Kibice Realu Madryt od jakiegoś czasu już po prostu czekają, aż ten koszmarny sezon się skończy. Zaczęty fatalnym okresem Lopeteguiego, nieco podratowany przez Solariego, obecnie dowożony w mękach przez Zidane’a. Nie od dziś wiemy, że latem zmienić ma się wiele…
Florentino Perez zrobił dla madryckiego klubu wiele dobrego, jednak i jemu potrzebny jest czasem kubeł zimnej wody by zrozumiał, że nie zjadł wszystkich rozumów. Kiedy rok temu Zidane oczekiwał wsparcia i zapewnienia kilku transferów, prezes „Królewskich” miał własne zdanie. Zostawił Bale’a, sprzedał Ronaldo, nie zapewnił nowej, świeżej krwi. Jedynym wyjątkiem był 18-letni Vinicius…
72-latek szybko zrozumiał, że popełnił ogromny błąd. Nie wiemy, jak dokładnie przekonywał Francuza do powrotu na ławkę, ale można to sobie wyobrazić. Być może było to niemal błaganie na kolanach i zapewnianie o spełnieniu niemal wszystkich oczekiwań. A te – jak się okazuje – mogły być wręcz ogromne.
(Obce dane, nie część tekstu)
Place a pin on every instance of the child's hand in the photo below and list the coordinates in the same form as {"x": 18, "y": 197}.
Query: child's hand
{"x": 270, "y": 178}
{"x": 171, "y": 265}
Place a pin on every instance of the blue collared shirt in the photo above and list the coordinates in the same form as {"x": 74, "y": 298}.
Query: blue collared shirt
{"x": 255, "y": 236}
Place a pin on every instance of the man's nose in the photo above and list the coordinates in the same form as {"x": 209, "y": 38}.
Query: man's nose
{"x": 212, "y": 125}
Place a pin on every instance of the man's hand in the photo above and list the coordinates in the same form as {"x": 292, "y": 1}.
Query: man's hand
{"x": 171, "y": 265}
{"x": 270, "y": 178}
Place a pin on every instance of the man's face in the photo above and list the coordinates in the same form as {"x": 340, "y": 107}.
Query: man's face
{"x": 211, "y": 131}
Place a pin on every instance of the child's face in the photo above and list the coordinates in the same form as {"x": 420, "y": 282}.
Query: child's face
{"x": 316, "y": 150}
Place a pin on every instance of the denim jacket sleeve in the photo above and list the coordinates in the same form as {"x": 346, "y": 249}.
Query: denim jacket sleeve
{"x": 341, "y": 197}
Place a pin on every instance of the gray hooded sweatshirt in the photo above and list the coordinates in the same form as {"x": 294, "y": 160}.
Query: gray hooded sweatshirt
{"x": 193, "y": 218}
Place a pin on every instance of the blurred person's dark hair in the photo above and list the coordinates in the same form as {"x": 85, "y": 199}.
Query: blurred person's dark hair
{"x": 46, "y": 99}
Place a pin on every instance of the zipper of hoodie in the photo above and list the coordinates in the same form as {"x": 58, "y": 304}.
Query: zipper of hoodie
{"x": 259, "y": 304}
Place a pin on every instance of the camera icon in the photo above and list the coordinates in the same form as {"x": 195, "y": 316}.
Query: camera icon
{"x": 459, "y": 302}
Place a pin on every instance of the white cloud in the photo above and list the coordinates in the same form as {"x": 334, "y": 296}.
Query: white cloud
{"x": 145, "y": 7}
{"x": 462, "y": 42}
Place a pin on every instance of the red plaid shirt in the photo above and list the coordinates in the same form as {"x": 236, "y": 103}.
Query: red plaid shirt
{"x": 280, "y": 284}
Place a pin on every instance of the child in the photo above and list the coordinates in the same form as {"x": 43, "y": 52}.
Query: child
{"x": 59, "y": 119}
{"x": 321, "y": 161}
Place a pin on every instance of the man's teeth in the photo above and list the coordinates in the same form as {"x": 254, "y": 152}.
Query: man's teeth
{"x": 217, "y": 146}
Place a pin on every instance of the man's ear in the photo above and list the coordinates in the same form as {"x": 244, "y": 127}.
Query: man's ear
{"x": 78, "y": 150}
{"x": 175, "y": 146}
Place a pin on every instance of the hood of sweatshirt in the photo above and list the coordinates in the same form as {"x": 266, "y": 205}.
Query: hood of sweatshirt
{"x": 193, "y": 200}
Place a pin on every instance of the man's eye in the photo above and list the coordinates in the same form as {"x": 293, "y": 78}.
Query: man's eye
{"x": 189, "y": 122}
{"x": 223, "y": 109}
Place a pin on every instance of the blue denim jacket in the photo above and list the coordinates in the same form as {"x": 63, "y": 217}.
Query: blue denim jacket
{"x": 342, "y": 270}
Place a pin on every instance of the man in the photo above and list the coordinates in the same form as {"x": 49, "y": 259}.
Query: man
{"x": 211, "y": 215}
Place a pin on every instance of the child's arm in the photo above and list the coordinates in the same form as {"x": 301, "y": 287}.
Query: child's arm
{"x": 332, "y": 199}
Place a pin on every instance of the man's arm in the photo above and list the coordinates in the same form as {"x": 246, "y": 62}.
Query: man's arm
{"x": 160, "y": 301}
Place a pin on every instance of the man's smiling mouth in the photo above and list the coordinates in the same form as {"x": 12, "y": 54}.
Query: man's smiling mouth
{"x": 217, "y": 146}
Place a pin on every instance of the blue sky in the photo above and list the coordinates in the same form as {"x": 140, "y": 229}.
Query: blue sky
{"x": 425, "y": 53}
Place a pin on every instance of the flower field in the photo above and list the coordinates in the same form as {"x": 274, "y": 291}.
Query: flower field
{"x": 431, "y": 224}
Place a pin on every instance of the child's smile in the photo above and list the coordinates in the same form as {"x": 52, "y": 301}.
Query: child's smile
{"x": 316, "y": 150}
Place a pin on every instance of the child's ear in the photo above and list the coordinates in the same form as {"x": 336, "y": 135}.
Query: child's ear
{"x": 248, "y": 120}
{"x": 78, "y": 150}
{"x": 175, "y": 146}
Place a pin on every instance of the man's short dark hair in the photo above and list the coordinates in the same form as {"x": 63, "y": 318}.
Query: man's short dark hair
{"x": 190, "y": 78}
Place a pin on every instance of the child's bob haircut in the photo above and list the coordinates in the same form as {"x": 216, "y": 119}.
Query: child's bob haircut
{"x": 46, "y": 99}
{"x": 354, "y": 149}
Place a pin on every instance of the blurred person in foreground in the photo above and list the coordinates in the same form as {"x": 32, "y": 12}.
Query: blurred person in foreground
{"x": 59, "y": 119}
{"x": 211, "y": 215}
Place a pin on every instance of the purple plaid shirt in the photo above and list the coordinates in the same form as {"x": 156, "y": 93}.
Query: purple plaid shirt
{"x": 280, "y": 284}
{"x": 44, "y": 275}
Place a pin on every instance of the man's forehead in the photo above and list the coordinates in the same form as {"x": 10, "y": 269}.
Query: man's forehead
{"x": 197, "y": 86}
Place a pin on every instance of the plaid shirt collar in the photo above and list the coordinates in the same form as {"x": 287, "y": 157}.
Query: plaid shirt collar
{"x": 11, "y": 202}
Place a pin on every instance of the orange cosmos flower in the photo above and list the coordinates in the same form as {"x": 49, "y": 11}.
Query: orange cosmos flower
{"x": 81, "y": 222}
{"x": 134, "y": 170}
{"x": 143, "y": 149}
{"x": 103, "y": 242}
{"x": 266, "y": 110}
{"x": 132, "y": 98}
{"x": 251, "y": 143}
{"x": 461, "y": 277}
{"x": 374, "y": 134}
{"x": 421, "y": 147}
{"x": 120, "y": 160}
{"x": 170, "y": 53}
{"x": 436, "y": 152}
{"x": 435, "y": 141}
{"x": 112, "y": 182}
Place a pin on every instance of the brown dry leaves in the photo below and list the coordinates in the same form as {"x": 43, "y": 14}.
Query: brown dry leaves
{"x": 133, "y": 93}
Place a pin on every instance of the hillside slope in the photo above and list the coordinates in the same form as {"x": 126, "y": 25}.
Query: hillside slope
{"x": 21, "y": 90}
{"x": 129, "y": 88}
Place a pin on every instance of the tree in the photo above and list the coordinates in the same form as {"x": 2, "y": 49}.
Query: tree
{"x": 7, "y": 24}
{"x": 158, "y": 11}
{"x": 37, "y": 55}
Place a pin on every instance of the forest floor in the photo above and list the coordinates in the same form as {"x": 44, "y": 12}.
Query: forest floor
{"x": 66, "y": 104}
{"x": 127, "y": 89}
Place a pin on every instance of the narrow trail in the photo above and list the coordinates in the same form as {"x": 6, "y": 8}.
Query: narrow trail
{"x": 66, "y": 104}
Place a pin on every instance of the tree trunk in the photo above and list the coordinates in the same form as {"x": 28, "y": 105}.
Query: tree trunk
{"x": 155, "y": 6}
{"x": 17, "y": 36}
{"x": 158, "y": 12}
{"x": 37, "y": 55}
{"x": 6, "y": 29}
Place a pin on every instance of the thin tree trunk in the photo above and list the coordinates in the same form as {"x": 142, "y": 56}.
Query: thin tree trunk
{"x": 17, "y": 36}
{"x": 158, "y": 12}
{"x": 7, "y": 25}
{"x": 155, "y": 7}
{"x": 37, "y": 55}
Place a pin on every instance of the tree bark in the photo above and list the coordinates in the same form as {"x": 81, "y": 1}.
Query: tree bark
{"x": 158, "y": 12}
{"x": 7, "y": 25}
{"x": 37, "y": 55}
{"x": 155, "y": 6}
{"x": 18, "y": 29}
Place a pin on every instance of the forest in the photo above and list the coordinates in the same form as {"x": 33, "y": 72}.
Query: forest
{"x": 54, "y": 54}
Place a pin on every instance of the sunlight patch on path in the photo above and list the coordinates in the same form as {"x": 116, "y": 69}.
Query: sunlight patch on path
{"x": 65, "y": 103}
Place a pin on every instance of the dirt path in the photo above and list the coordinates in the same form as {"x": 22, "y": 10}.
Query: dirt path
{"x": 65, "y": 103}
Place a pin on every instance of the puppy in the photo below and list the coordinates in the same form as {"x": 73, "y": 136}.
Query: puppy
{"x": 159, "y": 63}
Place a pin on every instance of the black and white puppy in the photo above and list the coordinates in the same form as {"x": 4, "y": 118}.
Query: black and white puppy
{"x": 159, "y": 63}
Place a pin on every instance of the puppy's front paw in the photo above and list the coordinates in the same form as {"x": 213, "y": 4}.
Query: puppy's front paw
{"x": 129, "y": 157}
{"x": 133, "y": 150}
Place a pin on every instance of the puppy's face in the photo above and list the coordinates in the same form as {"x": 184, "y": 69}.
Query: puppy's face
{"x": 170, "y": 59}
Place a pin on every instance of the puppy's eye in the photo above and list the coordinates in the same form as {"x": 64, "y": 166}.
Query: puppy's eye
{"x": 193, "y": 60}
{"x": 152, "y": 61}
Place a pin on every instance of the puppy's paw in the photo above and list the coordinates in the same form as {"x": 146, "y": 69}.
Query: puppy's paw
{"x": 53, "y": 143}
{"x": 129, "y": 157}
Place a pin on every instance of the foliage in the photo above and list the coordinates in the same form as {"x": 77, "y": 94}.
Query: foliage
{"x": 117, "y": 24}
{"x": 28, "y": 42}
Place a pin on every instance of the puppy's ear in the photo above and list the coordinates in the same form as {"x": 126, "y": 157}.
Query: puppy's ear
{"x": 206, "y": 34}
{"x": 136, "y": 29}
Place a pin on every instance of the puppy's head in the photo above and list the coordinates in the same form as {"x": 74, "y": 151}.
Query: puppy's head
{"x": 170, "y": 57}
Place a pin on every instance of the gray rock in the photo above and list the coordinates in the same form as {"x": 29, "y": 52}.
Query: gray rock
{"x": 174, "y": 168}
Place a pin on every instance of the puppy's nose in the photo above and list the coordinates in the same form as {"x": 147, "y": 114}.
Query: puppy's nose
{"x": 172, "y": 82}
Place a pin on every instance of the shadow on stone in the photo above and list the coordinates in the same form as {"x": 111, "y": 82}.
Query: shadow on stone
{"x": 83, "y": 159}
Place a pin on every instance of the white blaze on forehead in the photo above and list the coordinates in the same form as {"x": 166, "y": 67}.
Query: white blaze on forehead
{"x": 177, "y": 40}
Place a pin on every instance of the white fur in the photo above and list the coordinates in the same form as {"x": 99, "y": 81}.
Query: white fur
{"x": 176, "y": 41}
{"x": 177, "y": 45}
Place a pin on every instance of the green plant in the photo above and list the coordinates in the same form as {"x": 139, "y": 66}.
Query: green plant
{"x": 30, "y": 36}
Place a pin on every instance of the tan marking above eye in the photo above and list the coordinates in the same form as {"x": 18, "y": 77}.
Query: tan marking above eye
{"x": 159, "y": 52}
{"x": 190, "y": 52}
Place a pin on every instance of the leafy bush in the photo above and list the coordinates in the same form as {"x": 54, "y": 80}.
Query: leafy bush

Tak sugerują nowiny, jakie przynosi nam Fabio Capello. Były trener „Królewskich” wciąż ma swoje kontakty i zdradził, jak ogromnymi środkami na wzmocnienia może dysponować Zinedine Zidane. – Byłem w tym tygodniu w Barcelonie i spotkałem się z kimś, kto wie o Realu bardzo dużo i jest blisko klubu. Mają tego lata do wydania 500 milionów euro – stwierdził Capello.
Kwota ogromna, ale mając na uwadze środki ze sprzedaży Cristiano Ronaldo i dość skromne poprzednie okienka, całkowicie realna. Do klubu już na pewno dołączą Rodrygo i Militao, a coraz głośniej mówi się, że „oficjalka” w sprawie Hazarda jest kwestią dni. Kolejnymi
„Galacticos” mieliby zostać Eriksen i Pogba. Na dalszym radarze jest także kilka innych nazwisk. Na ten moment to domysły, ale lato w Madrycie na pewno będzie gorące.